Would anyone in 1975 have predicted that, by the year 2018, the British Labour Party might accuse the Conservatives of being phobic about Muslims, the Tories in turn would be arguing that Labour is an anti-Semitic Party, and feminists would be supporting a misogynist religion?
In that same year, was there anyone out there in the British media writing fiction about a bizarre future in which the British Left would be far more pro the European Union than the Tory Party?
I’ve beaten this drum before, but it bears a repeat percussion riff: the Conservative Party follows the economic writings of a world trade liberal born before the French Revolution. Not far behind in terms of philosphical relevance is the Labour Party….now more than ever inspired by a thinker born just three years after the final defeat of French Napoleonic revolutionary forces.
The reason why there is no reason at all to be heard in the utterances of Britain’s two “main” Parties has a lot to do with both of the buggers being the spawn of men who wore powdered wigs, and thought trousers to be the Satanic invention of Beau Brummel. But it has even more to do with our electoral system of counting votes – a First Past the Post system last reformed 130 years ago. At the time, it was seen as a great advance on the previous approach, which had largely involved a weighting of votes based on ‘so that’s twenty votes for the Earl of Fondlebum, and minus fifty-six for the LibLab candidate’. (Allow a little there for satirical licence).
The problem with FPTP is that it favours Old over New, Ideology over empirically-based Philosophy, and Might over Right.
Above all, it offers an easy route to power for those who don’t deserve it. Real proportional representation wastes far fewer votes, and gives a genuine lift-off power to new Parties with new ideas.

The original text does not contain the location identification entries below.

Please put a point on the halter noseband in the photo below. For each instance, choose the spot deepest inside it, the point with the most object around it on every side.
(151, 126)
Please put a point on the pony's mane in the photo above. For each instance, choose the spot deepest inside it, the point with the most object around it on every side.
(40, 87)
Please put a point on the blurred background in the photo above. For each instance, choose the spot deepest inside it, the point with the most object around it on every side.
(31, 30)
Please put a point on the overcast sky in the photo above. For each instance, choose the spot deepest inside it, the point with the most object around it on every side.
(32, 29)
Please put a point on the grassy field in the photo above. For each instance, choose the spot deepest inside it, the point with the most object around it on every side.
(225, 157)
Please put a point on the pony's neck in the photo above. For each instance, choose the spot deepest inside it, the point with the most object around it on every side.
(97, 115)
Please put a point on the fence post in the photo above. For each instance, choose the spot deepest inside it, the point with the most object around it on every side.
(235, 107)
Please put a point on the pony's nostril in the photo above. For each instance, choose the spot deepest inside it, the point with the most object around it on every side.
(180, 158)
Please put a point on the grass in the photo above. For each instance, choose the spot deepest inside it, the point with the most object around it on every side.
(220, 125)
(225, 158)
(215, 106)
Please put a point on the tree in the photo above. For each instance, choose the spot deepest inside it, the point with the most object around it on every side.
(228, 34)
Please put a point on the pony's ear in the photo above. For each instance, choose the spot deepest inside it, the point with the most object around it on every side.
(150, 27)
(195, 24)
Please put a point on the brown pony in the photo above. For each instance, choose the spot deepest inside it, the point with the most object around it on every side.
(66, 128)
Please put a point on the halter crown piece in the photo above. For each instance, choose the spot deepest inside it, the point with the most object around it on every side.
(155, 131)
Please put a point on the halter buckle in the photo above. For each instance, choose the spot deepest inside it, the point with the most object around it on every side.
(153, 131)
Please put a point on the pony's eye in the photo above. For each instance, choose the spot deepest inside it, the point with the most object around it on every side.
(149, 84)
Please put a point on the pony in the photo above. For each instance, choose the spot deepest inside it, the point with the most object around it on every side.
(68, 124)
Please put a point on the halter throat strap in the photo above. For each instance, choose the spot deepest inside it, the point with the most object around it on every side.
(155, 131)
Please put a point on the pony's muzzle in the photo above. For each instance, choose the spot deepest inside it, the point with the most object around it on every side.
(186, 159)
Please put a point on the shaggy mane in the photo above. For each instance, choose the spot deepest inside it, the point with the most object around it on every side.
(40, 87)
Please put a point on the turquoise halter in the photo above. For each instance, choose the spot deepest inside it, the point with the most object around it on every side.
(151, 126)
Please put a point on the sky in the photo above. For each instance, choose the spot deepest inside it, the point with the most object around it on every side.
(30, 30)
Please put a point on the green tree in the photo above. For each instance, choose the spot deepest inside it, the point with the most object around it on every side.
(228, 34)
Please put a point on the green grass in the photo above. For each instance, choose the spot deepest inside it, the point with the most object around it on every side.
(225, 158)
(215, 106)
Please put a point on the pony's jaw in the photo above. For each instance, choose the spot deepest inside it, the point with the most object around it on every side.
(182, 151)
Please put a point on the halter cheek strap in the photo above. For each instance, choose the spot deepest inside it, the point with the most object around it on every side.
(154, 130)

Little wonder, then, that the only thing Thearse May and Corbyn of Nazareth have in common is a desire to keep the existing system at all costs.
Just as with sensible House of Lords reform, the adoption of a PR system would begin the process of head-to-foot Constitutional guarantees that United Kingdom citizens need more than anything else.
But ‘Tory’ and ‘Labour’ have become Party brands that enforce habit……which is why they can change position and direction on almost anything, and still survive. And the bad news for Us is that such voltes faces are rarely if ever in our interests.